You are viewing a plain text version of this content. The canonical link for it is here.
Posted to user@cassandra.apache.org by Parag Patel <pp...@clearpoolgroup.com> on 2014/04/09 12:06:52 UTC
Commitlog questions
1) Why is the default 4GB? Has anyone changed this? What are some aspects to consider when determining the commitlog size?
2) If the commitlog is in periodic mode, there is a property to set a time interval to flush the incoming mutations to disk. This implies that there is a queue inside Cassandra to hold this data in memory until it is flushed.
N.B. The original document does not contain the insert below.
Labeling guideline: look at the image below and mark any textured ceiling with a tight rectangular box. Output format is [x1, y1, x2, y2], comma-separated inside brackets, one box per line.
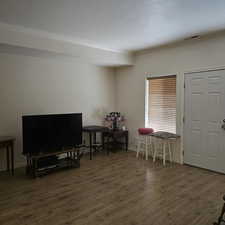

a. Is there a name for this queue?
b. Is there a limit for this queue?
c. Are there any tuning parameters for this queue?
Thanks,
Parag
Re: Commitlog questions
Posted by Russell Hatch <rh...@datastax.com>.
>
> If the commitlog is in periodic mode and the fsync happens every 10
> seconds, Cassandra is storing the stuff that needs to be sync'd somewhere
> for a period of 10 seconds. I'm talking about before it even hits any
> disk. This has to be in memory, correct?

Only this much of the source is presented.